Postoperative AKI occurred in 798 patients (26.5%). The hyperchloremia group had a higher risk of AKI than the normochloremia group, wherein the risk was incremental depending on the severity of hyperchloremia, as follows: ORs were 1.26 (1.06–1.51) and 1.95 (1.52–2.51) in the mild and severe hyperchloremia groups, respectively. During a median period of 7 years (maximum 15 years), 70 patients (2.3%) had ESRD. The severe hyperchloremia group was at an elevated risk of ESRD compared with the normochloremia group, with an HR of 2.43 (1.28–4.63). Even after adjusting for the competing risk of death, hyperchloremia was associated with the risk of ESRD.

Conclusions

Preoperative hyperchloremia is associated with poor renal outcomes such as AKI and ESRD after CABG. Accordingly, serum chloride should be monitored in patients undergoing CABG.

Peer Review reports

Introduction

Electrolyte abnormalities are common in patients with various medical conditions and are associated with increased morbidities and mortality [1, 2]. Both acute and chronic abnormalities of electrolytes are directly associated with adverse events in the general population [3, 4], which have been primarily studied for sodium and potassium.

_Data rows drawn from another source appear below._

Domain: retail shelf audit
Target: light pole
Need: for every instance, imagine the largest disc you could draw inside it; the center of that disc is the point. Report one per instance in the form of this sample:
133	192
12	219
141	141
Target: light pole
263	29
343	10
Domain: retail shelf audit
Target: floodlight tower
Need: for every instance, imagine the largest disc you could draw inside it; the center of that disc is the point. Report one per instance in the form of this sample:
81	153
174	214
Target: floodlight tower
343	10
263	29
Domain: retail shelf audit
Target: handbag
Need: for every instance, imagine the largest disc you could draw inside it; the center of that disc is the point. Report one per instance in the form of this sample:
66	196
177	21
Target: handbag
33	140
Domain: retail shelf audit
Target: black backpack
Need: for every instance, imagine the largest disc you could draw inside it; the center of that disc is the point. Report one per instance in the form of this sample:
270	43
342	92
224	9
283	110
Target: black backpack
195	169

Recent studies have found that an abnormal range of serum chloride is associated with several morbidities and mortality in some pathologic conditions. Hyperchloremia was associated with in-hospital mortality and acute kidney injury (AKI) in critically ill septic patients [5,6,7], patients with ischemic stroke and intracerebral hemorrhage [8, 9].

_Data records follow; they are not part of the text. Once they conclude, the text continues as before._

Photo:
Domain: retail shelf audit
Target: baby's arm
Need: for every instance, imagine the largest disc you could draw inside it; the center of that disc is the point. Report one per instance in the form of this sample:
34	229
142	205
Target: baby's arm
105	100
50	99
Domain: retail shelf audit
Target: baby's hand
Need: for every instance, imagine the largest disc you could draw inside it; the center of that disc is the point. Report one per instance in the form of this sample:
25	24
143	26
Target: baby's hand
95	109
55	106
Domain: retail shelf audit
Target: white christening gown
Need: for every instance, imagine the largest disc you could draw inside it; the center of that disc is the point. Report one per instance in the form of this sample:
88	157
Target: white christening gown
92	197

Coronary artery bypass grafting (CABG) is one of the most common surgical procedures, and it has been proven to improve the survival of patients with severe angina. The recent mortality rate is approximately 5% during the perioperative period, but this rate is highly dependent on comorbid diseases and postoperative complications. As a postoperative complication, AKI develops in up to 30% of cases after CABG [10], and it is a major cause of several morbidities and mortality. Despite a decreasing trend in its incidence, the current rate of AKI remains high [11], which finally leads to chronic kidney disease or end-stage renal disease (ESRD) [12]. Accordingly, the prediction of AKI is a critical issue in patients undergoing CABG. Electrolyte abnormalities frequently occur in patients undergoing CABG [13], but no studies have identified the predictive capacity of hyperchloremia on renal outcomes such as AKI and ESRD. Herein, we addressed this issue after adjustment for multiple covariates and the competing risk of death.

Materials and methods

Data source and study samples

Data on patients were retrospectively reviewed from two tertiary hospitals, namely, Seoul National University Hospital and Seoul National University Bundang Hospital. A total of 3089 patients consecutively underwent CABG between January 2003 and December 2015. We excluded patients who were less than 18 years old (n = 1), had baseline ESRD (n = 62), underwent redo-CABG (n = 8), and had hypochloremia (i.e., < 95 mmol/L) (n = 21). Consequently, 2997 patients were analyzed in the present study. Both on-pump CABG with cardiopulmonary bypass (CPB) and off-pump CABG were analyzed.

Study variables

Demographic data including age, sex, body mass index, comorbidities such as hypertension, diabetes mellitus, myocardial infarction, stroke, and peripheral vascular disease, current smoking, and alcohol were obtained from the electronic medical records. Surgical information, such as the number of grafting arteries, CPB, and intra-aortic balloon pump, was obtained. The medications, such as angiotensin-converting enzyme inhibitors, angiotensin II receptor blockers, beta-blockers, diuretics, and statins were reviewed. The following laboratory findings were considered:white blood cells, hemoglobin, albumin, cholesterol, glucose, sodium, potassium, carbon dioxide, and chloride. The estimated glomerular filtration rate (eGFR) was calculated using the Chronic Kidney Disease Epidemiology Collaboration eq. [14]. Left ventricular ejection fraction was measured before CABG, using the biplane approach and modified Simpson method from apical imaging planes in the lateral decubitus position [15].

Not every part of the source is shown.